Moreno için Freud’un insanlığa hediye ettiği iç dünya (bilinçdışı) kavrayışı farklı ve karamsar olmayan bir bağlamda ele alınabilirdi: İnsanı belirleyen şey kaotik, bilinemez ve karamsar bir iç dünya (veya bilinçdışı) değil, hayatta edinilmiş rollerdi.
Psikodrama, insanın bilinçdışına kazınmış ve çoğunlukla başına bela olan rollerini tanımasını, bunları anlamasını ve değiştirebilmesini sağlıyordu. Psikodramaya katılan birey, kendiyle sınırlı olan ve dolayısıyla deneyime dönüştürülemeyen içsel yaşantılarını psikodramanın sahnesinde hem kendi rolünde hem de ötekilerin rollerinde deneyimleyerek tanıyor ve değişiyordu. Zaman içinde Psikodrama, sadece grup terapileri içinde değil, psikoterapilerin geniş alanında da kendine başat bir rol edinmiş oldu.
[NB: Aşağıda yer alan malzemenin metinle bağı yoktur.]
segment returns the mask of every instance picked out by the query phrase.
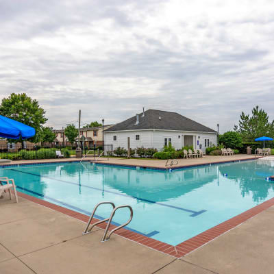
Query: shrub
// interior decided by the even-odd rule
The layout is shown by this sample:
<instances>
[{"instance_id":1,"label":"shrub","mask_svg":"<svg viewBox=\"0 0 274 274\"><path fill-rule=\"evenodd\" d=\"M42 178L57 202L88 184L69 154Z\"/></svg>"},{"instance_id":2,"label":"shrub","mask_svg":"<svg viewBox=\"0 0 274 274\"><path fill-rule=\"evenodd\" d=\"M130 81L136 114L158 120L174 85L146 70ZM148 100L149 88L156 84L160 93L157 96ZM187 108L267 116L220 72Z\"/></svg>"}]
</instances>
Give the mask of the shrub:
<instances>
[{"instance_id":1,"label":"shrub","mask_svg":"<svg viewBox=\"0 0 274 274\"><path fill-rule=\"evenodd\" d=\"M147 149L146 151L146 155L150 158L152 158L153 157L153 155L158 152L157 149L154 148L151 148L151 149Z\"/></svg>"},{"instance_id":2,"label":"shrub","mask_svg":"<svg viewBox=\"0 0 274 274\"><path fill-rule=\"evenodd\" d=\"M137 147L136 149L136 154L140 157L143 158L146 155L147 153L147 149L145 149L144 147Z\"/></svg>"},{"instance_id":3,"label":"shrub","mask_svg":"<svg viewBox=\"0 0 274 274\"><path fill-rule=\"evenodd\" d=\"M64 158L69 158L71 157L71 153L68 151L68 149L64 149L63 151Z\"/></svg>"},{"instance_id":4,"label":"shrub","mask_svg":"<svg viewBox=\"0 0 274 274\"><path fill-rule=\"evenodd\" d=\"M130 150L129 150L129 156L130 157L134 157L134 155L135 155L135 149L130 149Z\"/></svg>"},{"instance_id":5,"label":"shrub","mask_svg":"<svg viewBox=\"0 0 274 274\"><path fill-rule=\"evenodd\" d=\"M154 153L153 158L162 160L175 159L179 158L179 151L156 152Z\"/></svg>"},{"instance_id":6,"label":"shrub","mask_svg":"<svg viewBox=\"0 0 274 274\"><path fill-rule=\"evenodd\" d=\"M174 147L172 146L171 143L170 142L169 145L164 146L162 149L163 152L173 152L175 151L175 149Z\"/></svg>"},{"instance_id":7,"label":"shrub","mask_svg":"<svg viewBox=\"0 0 274 274\"><path fill-rule=\"evenodd\" d=\"M123 147L118 147L113 151L113 153L117 156L123 156L127 154L127 150Z\"/></svg>"},{"instance_id":8,"label":"shrub","mask_svg":"<svg viewBox=\"0 0 274 274\"><path fill-rule=\"evenodd\" d=\"M22 156L19 153L9 155L10 160L21 160Z\"/></svg>"},{"instance_id":9,"label":"shrub","mask_svg":"<svg viewBox=\"0 0 274 274\"><path fill-rule=\"evenodd\" d=\"M193 151L193 146L184 146L183 147L183 148L182 149L183 151L184 149L186 149L188 151L188 149L191 149Z\"/></svg>"},{"instance_id":10,"label":"shrub","mask_svg":"<svg viewBox=\"0 0 274 274\"><path fill-rule=\"evenodd\" d=\"M211 151L210 153L210 155L211 155L212 156L219 156L219 155L222 155L222 151L216 149L216 150L214 150L213 151Z\"/></svg>"}]
</instances>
Ülkemizde grup psikoterapileri ve psikodrama
Türkiye’de grup psikoterapileri henüz yeterince yaygınlaşmış değil ve genel kanı, yerli ve yabancı film ve dizilerde sahnelenen bolca ağlamanın olduğu, grubun histerik etkileşimlere girdiği, katarsis denilen ruhsal boşalım yoluyla rahatlamanın gerçekleştiği bir yöntem olduğu yönünde.
Bu tamamiyle yanlış!
Grup psikoterapileri ve bu terapilerin gözdesi olan psikodrama, iyileşme sürecini katarsis yoluyla sağlamaz. Dizi ve filmler, seyirciyi etkilemek amacıyla veya bilmediğimiz başka nedenlerle grup psikoterapilerini, duygusal pornografi olarak gösteriyorlar.
Gerçekten de, grup terapisi deyince pek çok kişinin aklına yabancı film ya da dizilerden sahneler geliyor. İnsanların toplandığı ve birbirilerine dertlerini anlattığı ve sonunda birilerinin ağlayarak birbirine sarıldığı veya grubun bir dışavurumu coşkuyla alkışladığı sahneler hayallerde canlanıyor.
“Ağladım, rahatladım ve iyileştim” sahneleriyle gösterilen bir psikoterapi yöntemi gerçek yaşamda yok ve bu tür bir yönteme inanmak değil gülmek daha olası.
Grup psikoterapisinde bireylerin konuşmaları, duygularını paylaşmaları, gülmek ve ağlamak gibi duygu dışavurumları gerçek hayatta da yaşanıyor. Yani bu gösterim bir yanıyla gerçek ama büyük ölçüde eksik.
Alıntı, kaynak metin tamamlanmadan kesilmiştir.